The reason they call it "vacation" is because it is not your job. You can tell the Americans in Switzerland: they're up and ready when the lifts open, and they take the last run down when the lifts shut. They often substitute PowerBars for a sit-down lunch, which is simultaneously noble and pathetic. They can also come across as loud and pushy -- national cliches -- when all they have to do is calm down, speak softly and chill out in the Alpine chill.

Learn from the locals who, you will soon notice, saunter to the slopes between 9:30 and 10:30. If you want a table at one of those charming mountain restaurants, and you are there at peak season, call ahead, because between 12 and 12:30, everyone Swiss stops for lunch. Some more skiing follows, and then the snow bars get going, vending hot Alpine treats such as Glühwein (mulled wine) and Jagertee (a combustible brew of black tea and rum). In short, for the Swiss, skiing is leisure, not an endurance test (which so much of life appears to be for Americans, at least in European eyes).

If you're a diehard American skier or snowboarder and under medical supervision, consult your doctor first before reading this: On some days in Switzerland, people don't even bother to ski. Your typical Swiss resort has curling (for people who like to throw stones and sweep ice), nocturnal tobogganing, paragliding, and all those spas. Crans Montana has a resident hot air balloonist (an ex-Philadelphian) to give you a lift and gourmet dining at the Hostellerie Du Pas de L'Ours. St.
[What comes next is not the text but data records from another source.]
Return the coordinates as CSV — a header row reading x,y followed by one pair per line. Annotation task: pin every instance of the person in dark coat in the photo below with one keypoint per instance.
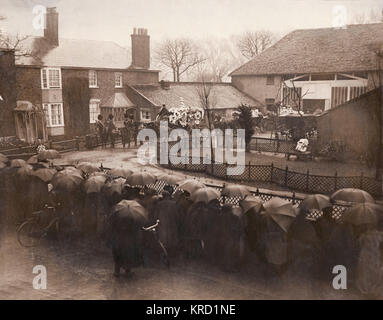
x,y
369,270
110,128
125,238
303,253
272,244
232,229
337,244
101,132
167,211
192,229
212,244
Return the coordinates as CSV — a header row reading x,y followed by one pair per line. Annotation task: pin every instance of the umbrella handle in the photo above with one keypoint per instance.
x,y
152,227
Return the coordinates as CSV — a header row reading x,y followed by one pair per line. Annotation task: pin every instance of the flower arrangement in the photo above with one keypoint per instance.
x,y
184,116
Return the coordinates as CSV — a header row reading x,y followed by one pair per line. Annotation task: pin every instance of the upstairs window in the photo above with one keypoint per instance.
x,y
54,114
270,80
92,79
118,79
145,116
51,78
94,110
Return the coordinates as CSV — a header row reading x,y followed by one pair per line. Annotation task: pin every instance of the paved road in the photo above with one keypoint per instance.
x,y
79,268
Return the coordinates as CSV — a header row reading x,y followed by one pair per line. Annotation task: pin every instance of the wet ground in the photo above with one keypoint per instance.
x,y
81,268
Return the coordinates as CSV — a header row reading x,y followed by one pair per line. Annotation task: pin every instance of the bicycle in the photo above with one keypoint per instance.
x,y
164,255
31,231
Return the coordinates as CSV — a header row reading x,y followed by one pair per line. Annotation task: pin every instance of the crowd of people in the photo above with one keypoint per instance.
x,y
215,230
107,131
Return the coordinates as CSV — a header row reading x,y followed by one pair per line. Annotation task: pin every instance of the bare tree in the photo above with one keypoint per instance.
x,y
179,55
252,43
363,18
221,57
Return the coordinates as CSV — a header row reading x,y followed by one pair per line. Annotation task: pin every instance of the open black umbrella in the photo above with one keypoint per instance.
x,y
49,154
18,163
141,179
94,184
3,158
205,195
235,190
44,174
281,211
251,202
120,172
352,195
67,180
191,185
132,212
170,179
363,213
315,202
88,167
114,186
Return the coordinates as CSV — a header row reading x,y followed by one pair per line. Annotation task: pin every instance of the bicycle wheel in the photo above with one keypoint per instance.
x,y
29,234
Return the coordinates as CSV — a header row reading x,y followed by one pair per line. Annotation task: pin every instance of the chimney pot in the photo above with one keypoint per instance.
x,y
140,49
51,31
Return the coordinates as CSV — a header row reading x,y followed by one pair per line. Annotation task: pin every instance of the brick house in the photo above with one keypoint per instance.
x,y
73,81
314,68
223,98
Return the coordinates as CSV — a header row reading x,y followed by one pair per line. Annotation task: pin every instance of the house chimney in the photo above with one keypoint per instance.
x,y
51,31
140,49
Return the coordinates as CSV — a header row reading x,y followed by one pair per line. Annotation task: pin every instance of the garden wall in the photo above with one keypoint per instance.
x,y
355,125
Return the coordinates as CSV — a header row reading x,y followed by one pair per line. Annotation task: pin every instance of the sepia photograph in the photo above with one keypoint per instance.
x,y
197,150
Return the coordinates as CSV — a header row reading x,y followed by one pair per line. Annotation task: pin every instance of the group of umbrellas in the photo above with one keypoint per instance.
x,y
362,208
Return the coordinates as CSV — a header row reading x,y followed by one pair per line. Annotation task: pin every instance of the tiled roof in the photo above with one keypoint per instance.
x,y
75,53
118,100
319,50
222,95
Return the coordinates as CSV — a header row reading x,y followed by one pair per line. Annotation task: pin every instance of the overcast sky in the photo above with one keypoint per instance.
x,y
115,19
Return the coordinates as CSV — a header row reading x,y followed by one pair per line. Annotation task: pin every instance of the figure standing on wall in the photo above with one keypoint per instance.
x,y
127,131
101,130
110,130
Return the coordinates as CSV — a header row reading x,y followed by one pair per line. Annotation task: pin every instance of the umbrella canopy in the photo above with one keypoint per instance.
x,y
363,213
72,171
49,154
191,185
67,180
115,186
44,174
3,158
87,167
25,170
169,179
141,179
18,163
281,211
33,160
352,195
120,172
94,184
98,174
251,202
315,202
205,195
132,212
235,190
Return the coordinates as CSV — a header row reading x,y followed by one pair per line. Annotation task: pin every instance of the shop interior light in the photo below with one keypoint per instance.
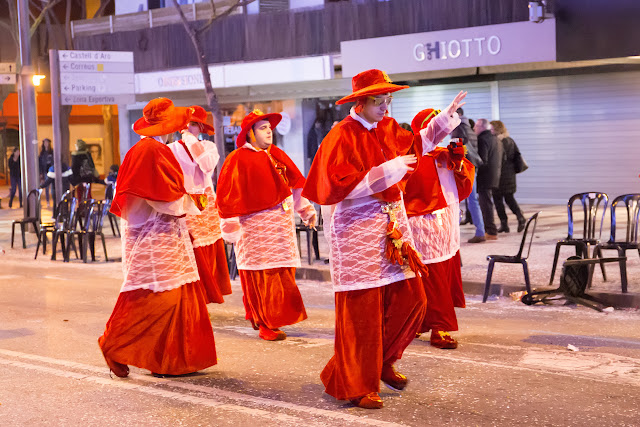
x,y
37,78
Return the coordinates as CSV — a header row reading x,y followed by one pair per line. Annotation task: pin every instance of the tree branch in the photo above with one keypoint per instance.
x,y
227,12
41,16
102,8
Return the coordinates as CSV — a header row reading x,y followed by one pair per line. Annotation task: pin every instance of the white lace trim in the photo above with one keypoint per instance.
x,y
357,244
437,235
157,254
268,239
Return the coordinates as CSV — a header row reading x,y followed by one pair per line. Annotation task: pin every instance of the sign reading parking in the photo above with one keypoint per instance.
x,y
96,77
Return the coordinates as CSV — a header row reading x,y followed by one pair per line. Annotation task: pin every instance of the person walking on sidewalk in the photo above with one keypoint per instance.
x,y
469,138
15,176
490,151
258,191
507,188
160,321
357,176
434,191
198,160
45,161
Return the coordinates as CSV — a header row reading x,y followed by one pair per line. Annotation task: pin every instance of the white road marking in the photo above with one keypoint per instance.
x,y
212,391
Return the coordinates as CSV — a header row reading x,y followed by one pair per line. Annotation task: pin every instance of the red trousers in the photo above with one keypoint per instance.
x,y
165,332
443,288
213,271
271,297
373,327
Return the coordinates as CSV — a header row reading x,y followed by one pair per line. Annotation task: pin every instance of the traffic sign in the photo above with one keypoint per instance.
x,y
95,77
7,79
8,67
94,56
98,99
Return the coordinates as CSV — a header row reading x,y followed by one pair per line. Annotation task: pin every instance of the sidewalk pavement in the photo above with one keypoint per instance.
x,y
507,278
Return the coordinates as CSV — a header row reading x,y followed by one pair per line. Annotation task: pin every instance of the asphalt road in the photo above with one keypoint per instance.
x,y
512,367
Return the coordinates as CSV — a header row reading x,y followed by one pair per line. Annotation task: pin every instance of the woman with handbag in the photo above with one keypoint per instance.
x,y
84,170
512,163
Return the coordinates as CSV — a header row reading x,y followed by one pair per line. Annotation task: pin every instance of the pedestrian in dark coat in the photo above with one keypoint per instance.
x,y
15,176
490,151
45,161
507,187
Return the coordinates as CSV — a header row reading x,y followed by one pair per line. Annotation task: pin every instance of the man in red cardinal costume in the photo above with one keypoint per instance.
x,y
432,200
198,160
358,176
258,191
160,321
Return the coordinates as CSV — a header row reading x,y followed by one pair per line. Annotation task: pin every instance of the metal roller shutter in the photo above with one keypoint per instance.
x,y
577,133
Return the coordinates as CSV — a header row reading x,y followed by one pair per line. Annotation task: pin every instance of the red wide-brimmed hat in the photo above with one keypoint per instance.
x,y
199,115
161,117
370,83
251,119
422,119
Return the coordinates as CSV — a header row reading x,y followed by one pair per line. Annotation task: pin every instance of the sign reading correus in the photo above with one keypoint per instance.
x,y
513,43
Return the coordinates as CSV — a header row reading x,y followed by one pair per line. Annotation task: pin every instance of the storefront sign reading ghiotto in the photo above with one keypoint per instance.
x,y
452,49
503,44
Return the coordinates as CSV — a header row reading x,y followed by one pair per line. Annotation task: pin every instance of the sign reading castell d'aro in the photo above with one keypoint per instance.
x,y
95,77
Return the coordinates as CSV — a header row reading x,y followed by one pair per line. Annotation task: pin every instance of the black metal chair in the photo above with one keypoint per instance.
x,y
66,223
590,204
574,279
98,211
79,231
515,259
632,204
50,226
33,217
113,220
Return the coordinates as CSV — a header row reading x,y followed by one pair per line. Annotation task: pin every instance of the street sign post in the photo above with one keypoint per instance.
x,y
8,67
7,79
96,77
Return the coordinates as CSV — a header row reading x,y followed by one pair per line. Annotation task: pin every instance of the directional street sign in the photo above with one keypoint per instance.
x,y
8,67
95,77
7,79
98,99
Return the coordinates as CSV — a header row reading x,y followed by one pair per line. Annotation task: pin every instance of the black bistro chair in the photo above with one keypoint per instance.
x,y
113,220
632,204
98,212
66,223
514,259
33,217
590,204
50,226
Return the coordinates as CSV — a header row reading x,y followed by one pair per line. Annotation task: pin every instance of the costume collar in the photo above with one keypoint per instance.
x,y
363,122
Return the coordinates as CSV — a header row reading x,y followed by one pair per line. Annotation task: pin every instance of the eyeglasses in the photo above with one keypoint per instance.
x,y
379,101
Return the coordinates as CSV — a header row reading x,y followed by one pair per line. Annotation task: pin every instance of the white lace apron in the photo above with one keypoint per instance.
x,y
357,243
268,239
437,235
157,254
205,228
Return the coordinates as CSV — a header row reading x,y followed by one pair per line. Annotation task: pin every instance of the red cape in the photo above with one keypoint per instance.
x,y
249,181
423,193
348,153
149,171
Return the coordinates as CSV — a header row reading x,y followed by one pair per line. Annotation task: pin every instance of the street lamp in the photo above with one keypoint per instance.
x,y
37,78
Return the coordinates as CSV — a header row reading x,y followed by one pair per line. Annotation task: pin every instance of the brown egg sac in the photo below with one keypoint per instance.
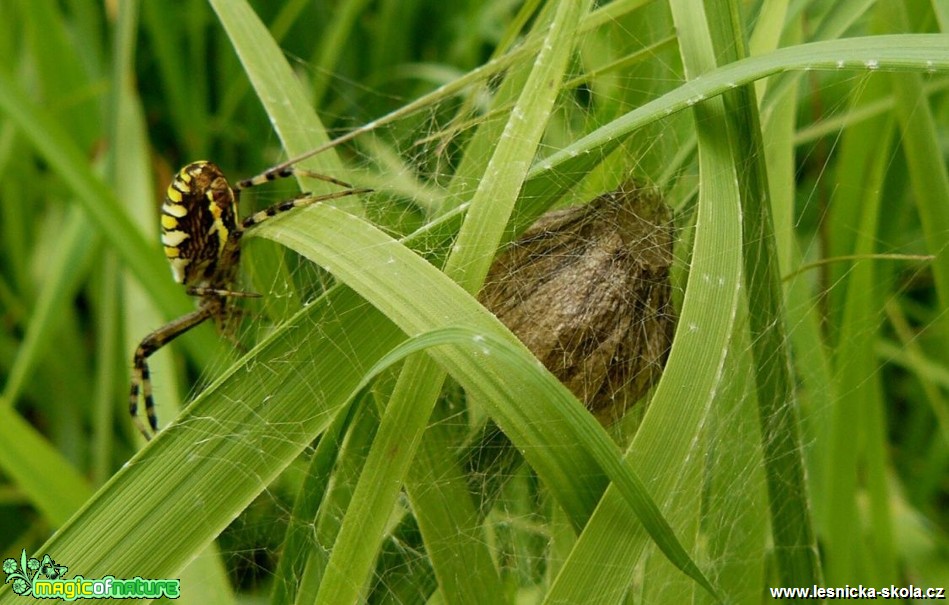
x,y
587,290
Moritz has, annually, polo on ice and a food festival, and year-round gourmet dining at Jöhri's Talvo. Which is another way of saying that, should you be unlucky with the weather, or would just like to enjoy Switzerland like a Swiss, you can spend your days taking in a few runs, eating and drinking in moderation and otherwise amusing yourself, with no apologizes to anyone. But if you must ski 9 to 5 (as Julie admits she will do), always leave room for the indoor yang to the mountain yin: the spa.
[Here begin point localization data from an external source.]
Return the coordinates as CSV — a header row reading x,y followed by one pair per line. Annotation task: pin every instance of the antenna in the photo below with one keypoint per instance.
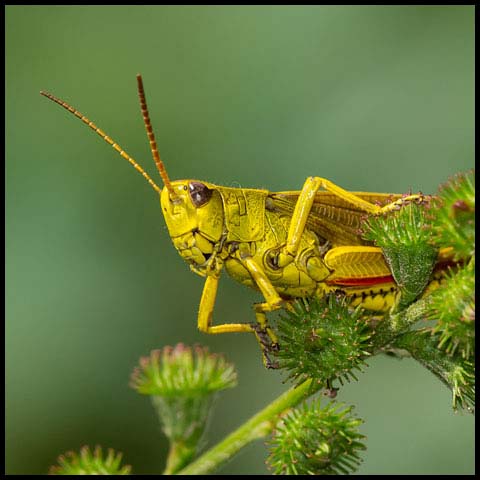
x,y
151,137
105,137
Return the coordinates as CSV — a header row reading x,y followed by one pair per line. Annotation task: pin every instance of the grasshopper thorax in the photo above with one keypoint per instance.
x,y
195,219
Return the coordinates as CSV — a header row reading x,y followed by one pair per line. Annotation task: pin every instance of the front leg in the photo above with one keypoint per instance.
x,y
265,335
205,312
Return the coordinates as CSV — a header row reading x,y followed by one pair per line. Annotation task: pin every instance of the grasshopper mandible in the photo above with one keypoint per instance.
x,y
285,244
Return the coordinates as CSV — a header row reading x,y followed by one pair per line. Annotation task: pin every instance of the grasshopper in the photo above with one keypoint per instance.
x,y
286,245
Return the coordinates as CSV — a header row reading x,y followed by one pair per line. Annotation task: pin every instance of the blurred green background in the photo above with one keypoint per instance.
x,y
372,98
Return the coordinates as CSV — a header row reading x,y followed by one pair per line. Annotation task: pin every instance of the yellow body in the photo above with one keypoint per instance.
x,y
284,244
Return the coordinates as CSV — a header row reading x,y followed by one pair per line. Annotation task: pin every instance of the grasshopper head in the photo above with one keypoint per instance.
x,y
193,212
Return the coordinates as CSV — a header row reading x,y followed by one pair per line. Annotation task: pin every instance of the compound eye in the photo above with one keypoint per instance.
x,y
200,194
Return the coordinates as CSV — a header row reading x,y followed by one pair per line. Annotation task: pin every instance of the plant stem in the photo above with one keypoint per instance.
x,y
256,427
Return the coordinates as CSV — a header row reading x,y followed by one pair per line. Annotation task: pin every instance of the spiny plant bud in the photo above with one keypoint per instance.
x,y
182,383
88,463
311,440
323,340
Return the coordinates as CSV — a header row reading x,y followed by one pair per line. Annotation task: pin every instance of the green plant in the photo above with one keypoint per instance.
x,y
325,343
When we started skiing Switzerland together, in 1996, a couple hotels in each town had a sauna. Within a short time, Spa Wars had broken out across the Alps, as hotel after hotel built ever more lavish facilities with swimming pools, whirlpools, two kinds of sauna, steam baths, Turkish baths, aroma-therapy baths, heated-tile lounge benches, light therapy and those stones in cold water you're supposed to walk on to make your feet feel better. And then there are massages, and enough body wraps to make you feel like Godzilla's taco. Even the smallest hotels now have at least a sauna.
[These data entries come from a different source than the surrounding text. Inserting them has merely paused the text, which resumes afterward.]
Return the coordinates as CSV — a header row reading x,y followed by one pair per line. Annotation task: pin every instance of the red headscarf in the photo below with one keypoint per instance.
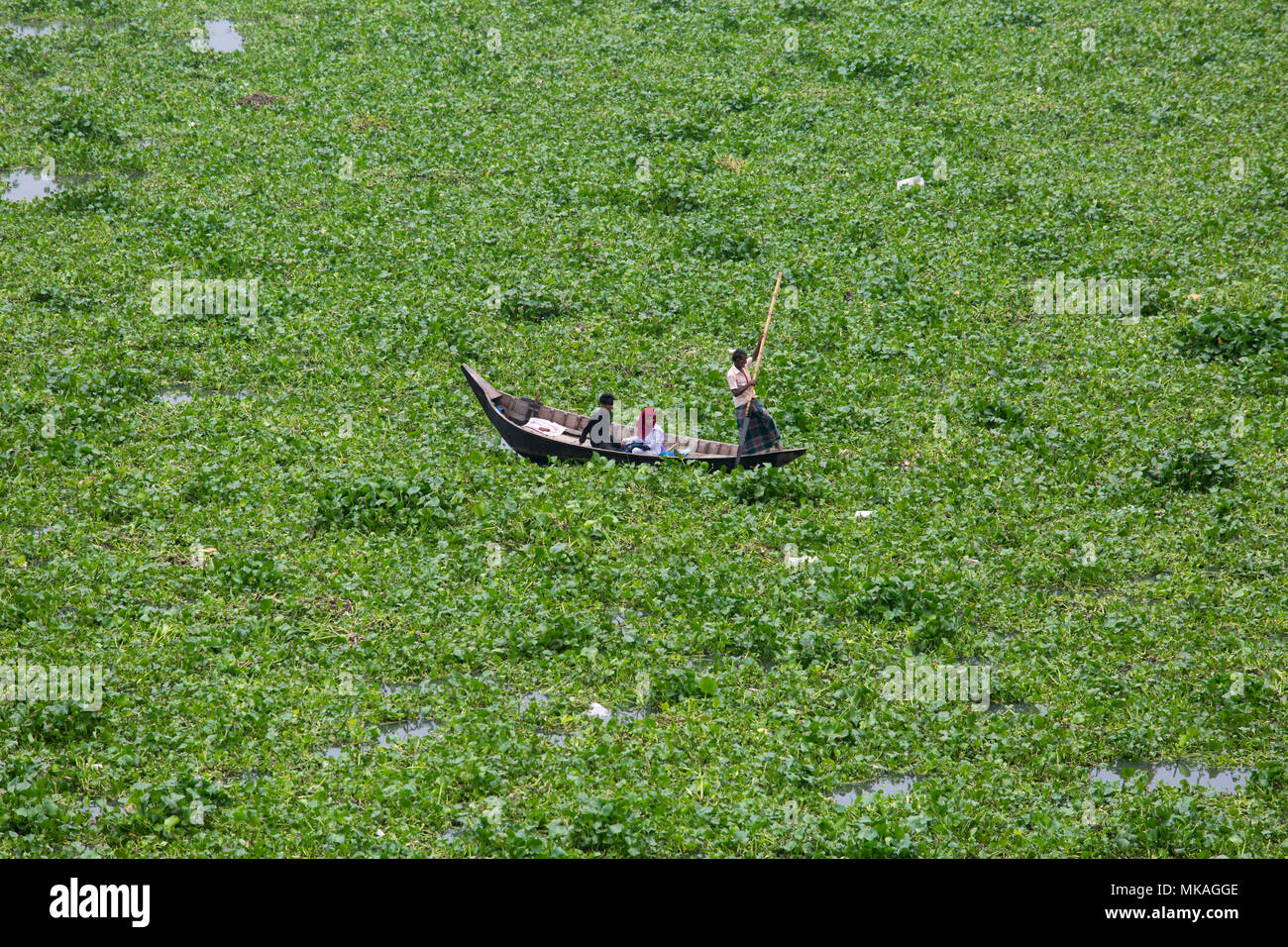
x,y
648,418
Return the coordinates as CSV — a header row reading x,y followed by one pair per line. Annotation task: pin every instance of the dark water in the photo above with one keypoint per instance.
x,y
1211,779
885,787
25,184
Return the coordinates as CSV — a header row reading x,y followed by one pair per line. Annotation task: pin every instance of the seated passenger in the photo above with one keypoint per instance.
x,y
649,432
What gets many Americans concerned is that the Swiss are rather casual about nudity and very practical: why build two identical saunas when everyone can share? It took us aback at first, but once you get used to it, you see they are right. Yes, your [fill in worst part of anatomy here] isn't body-double quality, but no one cares. And if you travel as a couple, the last thing you want at the end of the day is to go for a fabulous spa experience while separated from your sweetie and in the company of sweaty same-sex strangers. In Switzerland, you get to go splish-splash together, and that's just fine with us.

One-half because it is a small thing that applies mainly to foreigners but is becoming more Swiss: that is, please speak English. The official languages of Switzerland are German, French, Italian and a mountain rarity called Romansch. The German is spoken in indigenous dialects barely comprehensible to a German-speaking German, and even Swiss Germans are giving up on learning French in favor of English (much to the amusement of the Brits, who've hardly bothered with French since Henry V won at Agincourt). Much of the help at hotels and restaurants is imported from Italy and Portugal, so do yourself and everyone around you a favor: speak English.

There you have it -- easy when you give it a little practice. Now get out there and make your nation proud of you. And remember: somewhere, on one of those slopes, sometime this year, we'll be out there too, watching how you're getting along.